Um erro que educador algum pode cometer é acreditar que trabalhar a inclusão seja tarefa fácil ou se resuma na adoção de uma ou de outra situação de aprendizagem. Essa questão é extremamente ampla e por envolver valores e preconceitos que estão arraigados em nossa cultura e introjetados em nossa mente, um trabalho verdadeiramente sério implica em projeto de estruturação progressiva e mudança significativa. É por essa razão que o que nesta crônica se procura não é resolver os arraigados princípios que delimitam a inclusão, antes propiciar um momento em sala de aula que possa despertar pensamentos sobre porque excluímos. Sabemos que esta contribuição é quase nada, mas também não ignoramos que não se constroem viadutos sem a participação singela de pequeninos tijolos.
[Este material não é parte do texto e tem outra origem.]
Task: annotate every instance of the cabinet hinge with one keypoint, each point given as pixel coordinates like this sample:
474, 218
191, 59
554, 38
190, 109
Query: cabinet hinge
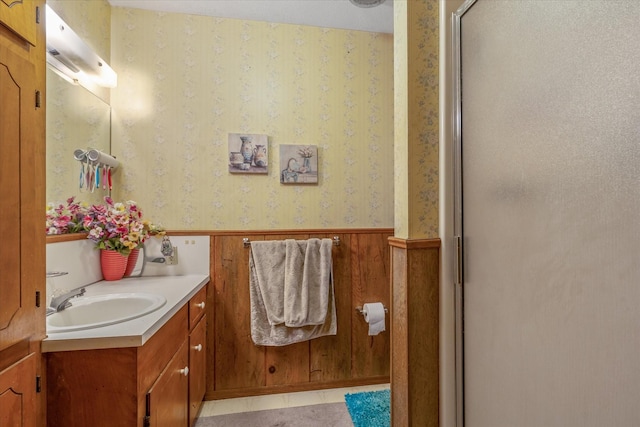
147, 411
458, 243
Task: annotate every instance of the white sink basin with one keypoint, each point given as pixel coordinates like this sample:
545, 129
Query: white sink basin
102, 310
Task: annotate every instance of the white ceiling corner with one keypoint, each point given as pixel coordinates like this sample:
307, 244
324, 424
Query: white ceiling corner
320, 13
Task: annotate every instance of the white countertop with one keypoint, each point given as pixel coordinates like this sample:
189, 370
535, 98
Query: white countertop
135, 332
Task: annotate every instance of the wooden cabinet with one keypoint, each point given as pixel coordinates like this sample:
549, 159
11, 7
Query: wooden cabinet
22, 266
21, 16
168, 406
197, 353
18, 393
136, 386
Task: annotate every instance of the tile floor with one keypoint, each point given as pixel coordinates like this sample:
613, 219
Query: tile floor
285, 400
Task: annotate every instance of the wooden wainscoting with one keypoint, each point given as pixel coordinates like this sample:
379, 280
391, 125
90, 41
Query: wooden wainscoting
237, 367
415, 339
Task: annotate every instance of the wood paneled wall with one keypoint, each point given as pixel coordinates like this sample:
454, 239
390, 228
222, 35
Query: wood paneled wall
415, 356
237, 367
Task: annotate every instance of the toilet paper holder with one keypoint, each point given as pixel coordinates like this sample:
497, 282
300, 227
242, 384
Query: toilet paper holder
359, 310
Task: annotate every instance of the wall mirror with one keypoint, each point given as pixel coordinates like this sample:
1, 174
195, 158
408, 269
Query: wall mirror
76, 119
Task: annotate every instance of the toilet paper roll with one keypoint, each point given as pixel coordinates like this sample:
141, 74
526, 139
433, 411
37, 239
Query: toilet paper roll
374, 315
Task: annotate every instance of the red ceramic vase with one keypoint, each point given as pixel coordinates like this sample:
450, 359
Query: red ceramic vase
131, 262
113, 264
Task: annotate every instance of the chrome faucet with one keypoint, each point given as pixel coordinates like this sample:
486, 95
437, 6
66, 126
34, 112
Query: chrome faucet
61, 302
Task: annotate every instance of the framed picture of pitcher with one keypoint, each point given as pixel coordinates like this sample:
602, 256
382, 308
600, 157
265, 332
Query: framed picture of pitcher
299, 164
248, 153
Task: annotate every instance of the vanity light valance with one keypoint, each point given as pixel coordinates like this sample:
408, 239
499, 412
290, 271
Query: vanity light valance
72, 57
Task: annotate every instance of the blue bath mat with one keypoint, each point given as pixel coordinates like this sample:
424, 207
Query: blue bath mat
369, 408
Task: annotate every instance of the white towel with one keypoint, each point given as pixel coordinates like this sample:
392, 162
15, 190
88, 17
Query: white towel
266, 280
306, 282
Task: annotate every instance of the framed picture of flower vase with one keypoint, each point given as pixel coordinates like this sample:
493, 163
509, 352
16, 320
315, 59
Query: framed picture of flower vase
248, 153
299, 164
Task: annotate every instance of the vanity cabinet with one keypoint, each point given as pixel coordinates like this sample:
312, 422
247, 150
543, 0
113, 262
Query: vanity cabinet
20, 17
132, 386
197, 353
18, 393
22, 271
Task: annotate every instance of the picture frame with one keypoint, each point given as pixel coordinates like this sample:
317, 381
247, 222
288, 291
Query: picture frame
298, 164
248, 153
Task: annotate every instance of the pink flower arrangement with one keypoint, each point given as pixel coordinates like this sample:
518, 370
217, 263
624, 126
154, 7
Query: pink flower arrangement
118, 226
63, 219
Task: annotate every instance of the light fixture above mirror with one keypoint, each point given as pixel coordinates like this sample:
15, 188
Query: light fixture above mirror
72, 58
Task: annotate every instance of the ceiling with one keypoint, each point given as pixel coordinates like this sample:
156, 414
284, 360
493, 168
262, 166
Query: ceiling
320, 13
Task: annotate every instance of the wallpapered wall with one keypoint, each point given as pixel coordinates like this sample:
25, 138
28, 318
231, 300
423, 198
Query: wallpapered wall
416, 39
186, 82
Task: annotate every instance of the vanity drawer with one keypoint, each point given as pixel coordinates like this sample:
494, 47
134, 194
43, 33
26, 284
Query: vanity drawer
197, 305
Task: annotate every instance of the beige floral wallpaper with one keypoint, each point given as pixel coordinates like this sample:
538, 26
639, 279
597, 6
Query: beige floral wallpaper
186, 82
416, 118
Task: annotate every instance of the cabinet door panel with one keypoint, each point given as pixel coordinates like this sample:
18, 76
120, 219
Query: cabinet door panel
20, 16
197, 367
168, 406
17, 115
18, 394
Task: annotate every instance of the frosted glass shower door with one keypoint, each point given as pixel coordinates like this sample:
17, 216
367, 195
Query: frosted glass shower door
550, 224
Justificada a intenção, vamos à ação. Ao entrar em sala de aula avise os alunos que vai desenvolver estratégia diferente, sem especificar que objetivos procura alcançar. E deixando alguma curiosidade no ar, distribua a cada aluno uma folha de papel tamanho ofício, solicitando que, com letra de forma, escrevam seu nome ao alto.
Tarefa concluída avise-os que vai marcar dois minutos e que nesse espaço de tempo, deverão deixar seus lugares e colher autógrafos, isto é, devem obter em sua folha o nome dos colegas e deixar na folha dos mesmos o seu nome. Desnecessário dizer que é esse um momento de extrema agitação. Ainda que não se tenha dito que importa colher muitos autógrafos, os alunos compreendendo os limites do tempo disponível buscam afoitos cumprir a tarefa. Passado os dois minutos, avisa-se que essa etapa da atividade está concluída.
Agora com os alunos sentados em círculo solicita-lhes que examinem suas folhas, contando quantos autógrafos (legíveis) foram coletados. Simule uma competição, destacando quem mais e quem menos autógrafos obteve. Após esse breve debate, interrogue-os buscando saber quantos autógrafos acreditam ter assinado. Os alunos constarão, com alguma surpresa, que não sabem responder a essa questão. Percebem quantos autógrafos colheram, mas fazem vaga idéia de quantos atribuíram.
Essa situação enseja uma oportunidade para debates, com o professor interrogando: Por que é assim? Porque valorizamos mais a conquista que a entrega? Porque fazemos da colheita e não da oferta à razão de nossas ações? Será que ao colher autógrafos, não valorizamos mais o "eu" que o "ele"? É evidente que o objetivo dessas questões não são as respostas certas ou erradas. Estas inexistem; o que as perguntas visam é a reflexão, a internalização da fala, a conversa interior que tem o aluno consigo mesmo e com seus colegas buscando explicar o que à primeira vista parece não compreender.
A provocação desse desafio na classe abre perspectiva para se indagar se essa visão egocêntrica que temos não pode ser mudada. O que sugerem para melhor se perceba o outro? Em que medida essa preocupação em se colher, não macula a grandeza do proporcionar? Na atividade buscou-se colher autógrafos, mas a coleta era impossível sem a oferta. Será que na vida, isso não ocorre? Se transpusermos a obtenção de autógrafos que a estratégia propiciou para nossas ações de todo dia, não servirá à mesma como lição? O essencial não é que o professor fale, mas que saiba ouvir. Suas perguntas não pretendem dar lição de moral, antes propiciar a reflexão e o diálogo, a conversa entre eles e a conversa interior de cada um deles.